AvidaMT is the research software built and used for the journal article "Division of Labor Promotes the Entrenchment of Multicellularity" by Peter L. Conlin, Heather J. Goldsby, Eric Libby, Katherine G. Skocelas, William C. Ratcliff, Charles Ofria, and Benjamin Kerr. Much of the text below is repeated from the methods for this paper.
- AvidaMT uses the EALib C++ Library for evolutionary algorithms available at https://github.com/dknoester/ealib.git
- EALib requires Boost 1.71.0 and can be challenging to configure on a high performance computing cluster without administrator privileges. We therefore advise against installing AvidaMT directly and instead offer a convenient Singularity Vagrant Box (virtual machine) recipe for it here: https://github.com/peterlconlin/entrenchment
AvidaMT is a command line Linux program for conducting computational evolution experiments examining the conditions that promote the entrenchment of multicellularity and its mechanistic basis. First, the program reads in an extensive, user-defined set of environmental and organismal conditions. Next, it evolves a population of digital organisms under these conditions, recording the organisms’ activity, reproduction, and line of descent. This process is highly resource-intensive and designed to be run on a high-performance computing cluster.

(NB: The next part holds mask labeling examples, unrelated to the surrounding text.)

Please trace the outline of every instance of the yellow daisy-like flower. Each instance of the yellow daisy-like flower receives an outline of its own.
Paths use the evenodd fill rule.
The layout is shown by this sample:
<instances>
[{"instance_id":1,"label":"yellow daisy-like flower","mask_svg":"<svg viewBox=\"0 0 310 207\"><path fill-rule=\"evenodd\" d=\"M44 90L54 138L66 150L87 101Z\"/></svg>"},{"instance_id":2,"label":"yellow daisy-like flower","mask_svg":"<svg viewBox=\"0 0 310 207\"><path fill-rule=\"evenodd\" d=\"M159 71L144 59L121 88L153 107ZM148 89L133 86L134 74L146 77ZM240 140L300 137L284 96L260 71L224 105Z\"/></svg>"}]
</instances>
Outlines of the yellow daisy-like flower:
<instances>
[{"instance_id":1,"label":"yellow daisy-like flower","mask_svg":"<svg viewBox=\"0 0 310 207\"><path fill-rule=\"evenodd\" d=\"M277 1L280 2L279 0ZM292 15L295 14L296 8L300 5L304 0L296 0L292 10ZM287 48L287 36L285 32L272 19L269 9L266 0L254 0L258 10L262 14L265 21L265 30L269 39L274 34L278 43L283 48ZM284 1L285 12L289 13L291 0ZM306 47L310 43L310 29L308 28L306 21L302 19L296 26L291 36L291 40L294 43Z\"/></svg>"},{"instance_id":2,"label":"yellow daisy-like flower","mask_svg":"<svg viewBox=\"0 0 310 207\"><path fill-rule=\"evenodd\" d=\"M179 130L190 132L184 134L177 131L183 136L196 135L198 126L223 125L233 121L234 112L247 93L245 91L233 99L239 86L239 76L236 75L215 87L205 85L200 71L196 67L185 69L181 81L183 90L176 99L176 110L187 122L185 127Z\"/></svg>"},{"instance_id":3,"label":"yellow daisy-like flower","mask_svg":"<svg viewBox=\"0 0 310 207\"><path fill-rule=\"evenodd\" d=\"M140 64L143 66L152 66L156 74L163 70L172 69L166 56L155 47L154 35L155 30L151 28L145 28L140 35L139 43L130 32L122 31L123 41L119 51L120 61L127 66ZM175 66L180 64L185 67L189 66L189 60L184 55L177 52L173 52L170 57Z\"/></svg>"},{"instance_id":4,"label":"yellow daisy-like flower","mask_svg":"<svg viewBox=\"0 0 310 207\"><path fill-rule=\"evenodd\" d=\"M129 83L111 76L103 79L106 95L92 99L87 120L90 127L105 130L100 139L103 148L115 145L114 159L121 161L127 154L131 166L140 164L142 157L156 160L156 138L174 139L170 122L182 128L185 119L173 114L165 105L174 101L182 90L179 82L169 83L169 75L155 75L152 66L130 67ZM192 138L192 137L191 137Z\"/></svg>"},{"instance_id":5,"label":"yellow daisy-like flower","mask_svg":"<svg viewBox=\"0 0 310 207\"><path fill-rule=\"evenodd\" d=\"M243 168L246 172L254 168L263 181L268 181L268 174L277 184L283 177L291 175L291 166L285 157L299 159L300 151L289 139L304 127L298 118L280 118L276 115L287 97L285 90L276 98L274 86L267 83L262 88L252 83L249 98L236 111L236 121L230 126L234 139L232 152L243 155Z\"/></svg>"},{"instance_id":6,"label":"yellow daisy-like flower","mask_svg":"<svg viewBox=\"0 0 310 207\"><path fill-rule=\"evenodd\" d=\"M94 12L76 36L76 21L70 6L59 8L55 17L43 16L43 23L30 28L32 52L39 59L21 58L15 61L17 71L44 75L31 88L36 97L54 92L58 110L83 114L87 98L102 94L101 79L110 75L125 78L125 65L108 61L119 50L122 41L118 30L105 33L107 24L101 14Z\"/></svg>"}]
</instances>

Expanding on the digital evolution software Avida, AvidaMT’s digital organisms are composed of either a single lower-level unit (which we refer to as a "unicell") or multiple lower-level units (a "multicell"). Each cell's genome is a program consisting of a set of instructions that encode all cell-level behaviors including metabolic activities and self-replication. Cells can acquire new functionality if genomic mutations appropriately modify the underlying instructions. There are nine types of metabolic functions, each corresponding to a binary-logic task (such as calculating the bitwise OR of two values). Any organism with at least one cell performing one of the nine metabolic functions can acquire resources, which are necessary for reproduction.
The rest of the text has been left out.